It's now common knowledge millennials are the crowned rulers of social media.

Also known as Generation Y, the typical 18 to 34-year-old crowd has grown alongside the digital age. It's second nature for many millennials to update their lives on multiple social networks.

Social media provides a place where people can share every intimate part of their life, one post at a time. There's not much that's off-limits, from the intriguing to the mundane, even the offensive.

With so many details about people's lives floating around the internet, it's not surprising plastic surgery procedures are also openly revealed and discussed on social media.

Millennials lead the way for candid posts about plastic surgery. From posting about their surgery journey- snapping selfies in the waiting room- to showing off photos of obvious body changes, there is little shame associated with the decision to go under the knife for beauty.

Plastic surgery overall has skyrocketed in the U.S. over the past 19 years from about 1.6 million total procedures in 1997, to nearly 13 million in 2015, according to the American Society of Aesthetic Plastic Surgery.

The ASAPS is an organization made up of plastic surgeons certified by the American Board of Plastic Surgery who focus on aesthetic surgery rather than reconstructive surgery. The group works on providing research and education on plastic surgery.

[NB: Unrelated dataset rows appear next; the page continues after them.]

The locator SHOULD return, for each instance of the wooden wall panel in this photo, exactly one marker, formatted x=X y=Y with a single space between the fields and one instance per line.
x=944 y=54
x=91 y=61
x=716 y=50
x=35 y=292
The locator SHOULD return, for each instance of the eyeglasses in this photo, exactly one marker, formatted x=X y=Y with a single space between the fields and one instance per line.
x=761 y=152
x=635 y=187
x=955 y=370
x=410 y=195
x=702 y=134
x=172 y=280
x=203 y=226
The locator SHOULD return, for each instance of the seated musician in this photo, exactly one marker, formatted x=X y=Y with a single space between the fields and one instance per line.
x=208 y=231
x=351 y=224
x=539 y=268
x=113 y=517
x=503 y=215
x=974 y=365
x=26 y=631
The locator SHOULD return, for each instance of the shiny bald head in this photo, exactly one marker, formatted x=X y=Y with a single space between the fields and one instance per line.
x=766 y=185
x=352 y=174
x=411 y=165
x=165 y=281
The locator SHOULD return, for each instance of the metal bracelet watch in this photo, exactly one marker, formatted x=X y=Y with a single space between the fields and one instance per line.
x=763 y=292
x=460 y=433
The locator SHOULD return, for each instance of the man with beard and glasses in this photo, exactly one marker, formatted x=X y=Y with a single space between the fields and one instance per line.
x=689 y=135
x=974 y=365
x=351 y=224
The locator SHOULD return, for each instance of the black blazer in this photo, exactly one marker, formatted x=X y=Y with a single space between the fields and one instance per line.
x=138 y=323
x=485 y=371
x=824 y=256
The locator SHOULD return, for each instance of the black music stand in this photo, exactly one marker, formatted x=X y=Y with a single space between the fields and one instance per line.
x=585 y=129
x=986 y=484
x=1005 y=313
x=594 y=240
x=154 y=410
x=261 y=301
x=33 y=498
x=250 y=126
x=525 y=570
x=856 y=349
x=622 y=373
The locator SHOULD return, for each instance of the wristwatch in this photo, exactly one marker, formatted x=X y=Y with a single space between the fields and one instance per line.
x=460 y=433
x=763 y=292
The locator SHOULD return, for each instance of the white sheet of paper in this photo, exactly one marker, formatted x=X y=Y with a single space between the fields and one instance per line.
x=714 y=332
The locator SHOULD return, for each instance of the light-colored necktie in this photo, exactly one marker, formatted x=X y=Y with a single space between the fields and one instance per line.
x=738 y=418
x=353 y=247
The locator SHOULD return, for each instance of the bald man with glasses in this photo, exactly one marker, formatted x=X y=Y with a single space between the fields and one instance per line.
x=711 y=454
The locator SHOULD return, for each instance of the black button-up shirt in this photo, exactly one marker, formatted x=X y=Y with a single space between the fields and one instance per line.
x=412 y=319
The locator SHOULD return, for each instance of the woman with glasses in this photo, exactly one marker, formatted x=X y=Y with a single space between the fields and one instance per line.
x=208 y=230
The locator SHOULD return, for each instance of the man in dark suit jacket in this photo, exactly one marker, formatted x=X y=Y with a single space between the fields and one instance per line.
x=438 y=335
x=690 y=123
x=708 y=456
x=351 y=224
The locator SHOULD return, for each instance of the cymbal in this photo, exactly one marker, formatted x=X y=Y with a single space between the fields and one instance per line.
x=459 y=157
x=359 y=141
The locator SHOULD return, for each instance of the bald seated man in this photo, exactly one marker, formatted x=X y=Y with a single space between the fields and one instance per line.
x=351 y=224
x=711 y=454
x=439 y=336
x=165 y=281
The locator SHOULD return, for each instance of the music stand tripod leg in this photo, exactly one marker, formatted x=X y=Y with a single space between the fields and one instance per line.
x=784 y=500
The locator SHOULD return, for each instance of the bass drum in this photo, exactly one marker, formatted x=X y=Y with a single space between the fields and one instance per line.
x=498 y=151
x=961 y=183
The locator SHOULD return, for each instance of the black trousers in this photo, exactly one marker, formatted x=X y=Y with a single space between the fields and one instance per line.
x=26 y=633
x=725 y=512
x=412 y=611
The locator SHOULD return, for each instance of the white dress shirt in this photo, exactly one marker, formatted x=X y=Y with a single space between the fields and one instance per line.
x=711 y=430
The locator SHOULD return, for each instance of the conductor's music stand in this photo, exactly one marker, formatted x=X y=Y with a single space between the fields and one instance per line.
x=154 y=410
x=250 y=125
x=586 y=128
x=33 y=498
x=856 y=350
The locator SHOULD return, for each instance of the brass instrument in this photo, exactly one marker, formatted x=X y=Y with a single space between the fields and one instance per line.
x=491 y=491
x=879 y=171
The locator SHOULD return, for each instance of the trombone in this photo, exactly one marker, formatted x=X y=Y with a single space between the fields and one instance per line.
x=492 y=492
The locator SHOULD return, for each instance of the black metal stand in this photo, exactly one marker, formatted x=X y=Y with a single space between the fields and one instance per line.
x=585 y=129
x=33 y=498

ASAPS data found Americans spent $13.5 billion on combined surgical and nonsurgical procedures in 2015. That's a $1.5 billion increase since 2014. A nonsurgical procedures refers to services such as Botox or lip fillers as opposed to breast augmentation or liposuction.

Just over the past five years, cosmetic procedures have increased 39 percent in the U.S.

Millennials account for nearly 18 percent of all procedures done in 2015, according to the ASAPS. They may not be the age group with the most procedures done, but it's still a large group.

Although many patients still remain hushed about their plastic surgery, Dr. Daniel C. Mills, the President of the ASAPS, said sharing on social media is common inside plastic surgery centers and hospitals.

"The number of millennials willing to do that is a lot more than any age group," Mills said. "They're just used to it."

Mills explained that for millennials, it's not about whether or not to share a post about their plastic surgery, it's what social platform to post it on.

"They're just much more open about it on social media," Mills said. "They've grown up with it."

Social media can also play a major role in encouraging or inspiring a person to surgically enhance their body.

With nearly 78 million followers on Instagram, Kylie Jenner, famous member of the Kardashian family, is one of social media's reigning queens.

The 19-year-old launched a media frenzy in 2015, when she admitted to having lip injections to create her now sought-after lips.

There may be no proven scientific correlation between Kylie's lips and millennial plastic surgery, but according to the ASAPS, lip fillers, formally known as hyaluronic acids or collagen, saw a 27 percent increase in 2015 with more than two million procedures performed.

These filler enhancements ranked as the third most popular nonsurgical procedure for millennials in 2015, following hair laser removal and Botox, according to ASAPS data.

"It is fascinating," Mills said. "To see somebody's lips on social media and come in and say, 'I want this', even if it doesn't look natural,"

Although social media is relatively new to the world, the idea of looking to celebrities for beauty standards is an old practice, according to Mills.

"If you really think about it, that's been the trend forever." Mills said. "Before social media, there was movies."

Mills explained in the past, people would see legendary Hollywood stars like Marilyn Monroe and Liz Taylor, who had work done, and want to look like them.

"It used to be a secret on how you could continue to look so young, now everyone talks about it." Mills said.

Many millennials have their front-facing cameras ready for their not-so-secret beauty enhancements when going in to see a plastic surgeon, even for a basic consultation.

Dr. Wayne Yamahata is Sacramento-based board-certified plastic surgeon who sees the trend in the Capitol City.

"I'll knock on the door and find them taking selfies or in front of mirrors taking pictures with friends," Yamahata said.

Yamahata said he has patients who talk about their surgeries on Facebook, although not all of them post photos of the procedures. He also explained there are even websites allowing patients to post photos and reviews for others to read and see.

"The Millennial generation is much more open to these things," Yamahata said. "It's not something we used to see in the past but we also didn't have internet in the past."

Millennials may love to brag about their plastic surgery, but those social media posts come at a cost.

The average cost of a hyaluronic acid treatment in the U.S. is $591, according to the ASAPS. Lip fillers are temporary, meaning it isn't a one time cost.

ASAPS data shows breast augmentation was the most popular surgical cosmetic procedure for millennials in 2015. The surgery will set a patient back an average of about $4000 for silicone gel implants and $3500 for saline implants.